Die Koalitionsspitze will nach den Äußerungen von Guido Westerwelle die Debatte entschärfen. Das Treffen soll am Mittwoch stattfinden.
Hamburg. Die Spitzen von Union und FDP wollen die heftige Debatte in der Koalition über den Missbrauch des Sozialstaats bei einem neuen „Dreier-Gipfel“ entschärfen. FDP-Chef Guido Westerwelle stößt mit seiner Forderung nach harten Sanktionen gegen arbeitsunwillige Hartz IV-Bezieher auf wenig Gegenliebe bei der CDU-Führung. Die Arbeitsmarktreform Hartz IV werde am Mittwochabend Thema des Treffens von Kanzlerin Angela Merkel (CDU) mit Westerwelle und CSU-Chef Horst Seehofer sein, sagte Regierungssprecher Ulrich Wilhelm am Montag in Berlin. Er machte deutlich, dass Merkel die bestehenden Sanktionsmöglichkeiten für ausreichend hält. Westerwelle will Leistungsempfänger zu Arbeit verpflichten - etwa zum Schneeschippen -und ihnen ansonsten die Mittel kürzen.
Bundesarbeitsministerin Ursula von der Leyen (CDU) zeigte sich davon wenig angetan: Maßnahmen für Arbeitsuchende müssten „zu einem Ziel führen“. Dieses sei beim Schneeschippen nicht erkennbar - vor allem nicht für junge Menschen, denen man eine Perspektive bieten müsse, sagte die Ministerin.

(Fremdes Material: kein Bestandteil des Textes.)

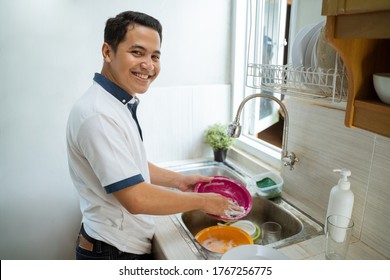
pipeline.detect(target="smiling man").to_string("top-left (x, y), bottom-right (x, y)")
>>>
top-left (67, 11), bottom-right (239, 259)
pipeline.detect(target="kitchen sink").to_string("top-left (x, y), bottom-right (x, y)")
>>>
top-left (170, 161), bottom-right (323, 259)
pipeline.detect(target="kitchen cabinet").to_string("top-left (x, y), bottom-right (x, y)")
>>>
top-left (322, 0), bottom-right (390, 137)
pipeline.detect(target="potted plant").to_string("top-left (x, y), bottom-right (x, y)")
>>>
top-left (205, 123), bottom-right (234, 162)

Wilhelm betonte, gemeinnützige Arbeiten wie Schneeschippen dürften reguläre Arbeit nicht verdrängen. Langzeitarbeitslose könnten von den Kommunen bestenfalls gegen Aufwandsentschädigung - also als Ein-Euro- Jobber - zum Winterdienst eingesetzt werden. Der Chef der Bundesagentur für Arbeit (BA), Frank-Jürgen Weise, setzte sich ebenfalls kritisch mit Westerwelle auseinander und warf diesem „Publikumsbeschimpfung“ vor. „Das Thema Missbrauch ist kein Thema, das man pauschal ansprechen kann“, sagte Weise. CDU-Generalsekretär Hermann Gröhe äußerte sich ähnlich: „Es verbietet sich aus unserer Sicht ein Generalverdacht“.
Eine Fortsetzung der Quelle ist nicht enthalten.